HelloYouTwo Tue 14-Jan-20 20:50:47

You may also find that the developers are not the same company as the people who own the head leases on the freehold or who collect the rent or who service the estate. Therefore you have to be very wary of any promises made as the developers might not actually be able to follow through on those in actuality.

senua Tue 14-Jan-20 21:06:06

as GU says, you can't insist on it being freehold as that's not the developers set up.
That's the developer's problem, not OP's. Are you really saying that OP should allow them to build somebody else's flat on her freehold?shock
Stand firm. Let them come to you.

MaJoady Tue 14-Jan-20 21:17:13

Agree that you should stand firm and let them come to you with an offer / solution. Discuss what you'd accept with your DH but do not let anything slip to the developer (don't even suggest you'd accept a reduction).

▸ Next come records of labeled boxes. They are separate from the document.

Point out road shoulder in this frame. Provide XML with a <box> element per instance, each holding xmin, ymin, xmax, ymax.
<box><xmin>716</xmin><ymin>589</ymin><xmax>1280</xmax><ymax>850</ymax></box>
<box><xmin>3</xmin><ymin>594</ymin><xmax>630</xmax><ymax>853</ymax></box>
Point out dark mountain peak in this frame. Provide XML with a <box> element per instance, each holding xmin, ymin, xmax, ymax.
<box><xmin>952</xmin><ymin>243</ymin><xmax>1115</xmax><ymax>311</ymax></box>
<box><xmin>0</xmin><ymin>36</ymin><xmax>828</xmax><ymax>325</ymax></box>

You don't know what the developer is actually able to do. Chances are they'd rather throw money at you than look into the conveyancing. But hold your nerve and insist that any solutions comes through your solicitor. That way it's harder to guilt / push you into accepting an offer and you can think about it.

And I think £5k is a fraction of what they should be offering. Your house will be devalued by more than that i'd imagine. I think I'd probably settle for some money back (would need to know the market to estimate how much) but also a fixed peppercorn rent for a significant period of time that will be passed on when you sell

senua Tue 14-Jan-20 21:29:00

OP also needs to know the legal position/responsibilities between her (her garage) and the bit of the coach house that is above it.